Fenomena ketidakjujuran benar-benar telah menjadi realitas sosial yang
menggelisahkan. Drama ketidakjujuran saat ini telah berlangsung sedemikian
transparan dan telah menjadi semacam rahasia umum yang merasuk ke berbagai
wilayah kehidupan manusia.
Era reformasi yang
telah berlangsung lebih dari sepuluh tahun, praktek kolusi, korupsi dan
suap-menyuap sebagai bentuk dari ketidakjujuran masih saja menjadi kebiasaan
masyarakat. Untuk mengatasi dan mengurangi penyakit ketidakjujuran tersebut,
puasa merupakan ibadah yang paling ampuh dan efektif, asalkan pelaksanaan puasa
tersebut dilakukan dengan dasar iman yang mantab kepada Allah, dan ihtisab
(mawas diri), serta penghayatan yang mendalam tentang hikmat yang terkandung di
dalam ibadah puasa.
Secara psikologis,
kejujuran mendatangkan ketentraman jiwa. Sebaliknya orang yang tidak jujur akan
tega menutup-nutupi kebenaran dan tega melakukan kedzaliman terhadap hak orang
lain. Sedangkan ketidakjujuran selalu meresahkan masyarakat, yang pada
gilirannya mengancam stabilitas nasional. Berlaku jujur, sungguh menjadi
bermakna pada masa sekarang, masa yang penuh dengan kebohongan dan kepalsuan.

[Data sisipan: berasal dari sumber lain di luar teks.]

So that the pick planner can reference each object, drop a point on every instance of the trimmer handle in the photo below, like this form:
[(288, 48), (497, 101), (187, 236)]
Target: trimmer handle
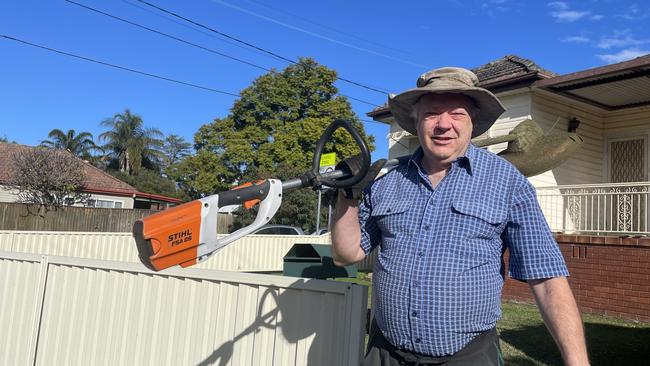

Jujur berarti berkata yang benar yang bersesuaian antara lisan dan apa yang ada
dalam hati. Jujur secara bahasa dapat berarti perkataan yang sesuai dengan
realita dan hakekat sebenarnya.[1]
Kebalikan perilaku jujur adalah dusta.
Dalam beberapa ayat,
Allah ta’ala telah memerintahkan untuk berlaku jujur. Di antaranya pada firman
Allah ta’ala:
يَٰٓأَيُّهَا
ٱلَّذِينَ ءَامَنُوا۟ ٱتَّقُوا۟ ٱللَّهَ وَكُونُوا۟ مَعَ ٱلصَّٰدِقِينَ
Hai orang-orang yang beriman bertakwalah
kepada Allah, dan hendaklah kamu bersama orang-orang yang benar. QS. At-Taubah:
119
Dalam hadis dari
sahabat Abdullah bin Mas’ud ra juga dijelaskan keutamaan sikap jujur dan bahaya
sikap dusta. Ibn mas’ud menuturkan bahwa nabi SAW bersabda:
عليكم
بالصدق فإنّ الصدق يهدى إلى البرّ وإنّ البرّ يهدى إلى الجنّة وما يزال الرجل يصدق
ويتحرّى الصّدق حتّى يكتب عند الله صدّيقا وإيّاآم والكذب فإنّ الكذب يهدى إلى الفجور
وإنّ الفجور يهدى إلى النار وما يزال الرجل يكذب ويتحرّى الكذب حتّى يكتب عند
الله آذّابا
Hendaklah kalian senantiasa berlaku
jujur, karena sesungguhnya kejujuran akan mengantarkan pada kebaikan dan
sesungguhnya kebaikan akan mengantarkan pada surga. Jika seseorang senantiasa
berlaku jujur dan berusaha untuk jujur, maka dia akan dicatat di sisi Allah
sebagai orang yang jujur. Berhati-hatilah kalian dari berbuat dusta, karena
sesungguhnya dusta akan mengantarkan kepada kejahatan dan kejahatan akan
mengantarkan kepada neraka. Jika seseorang suka berdusta dan erupaya untuk
berdusta, maka ia akan dicatat di sisi Allah sebagai pendusta.[2]
[1] Said bin
Muhammad Daib Hawwa, Al Mustakhlas fi Tazkiyah al-Anfus, terj. Aunur Rafiq
Shaleh, Mensucikan Jiwa: Konsep Tazkiyatun Nafs Terpadu (Jakarta: Robbani
Press, 2002), 322.
[2] Hadis Sahih,
lihat: Muslim, Sahih Muslim, jilid 4, hal. 2012. Al-Tirmizi, Sunan al-Tirmizi,
jilid 4, hal. 347. Ibn Hibban, Sahih Ibn Hibban, jilid 1, hal. 496. Teks hadis
riwayat Muslim.
Tidak ada komentar:
Posting Komentar
Please Uktub Your Ro'yi Here...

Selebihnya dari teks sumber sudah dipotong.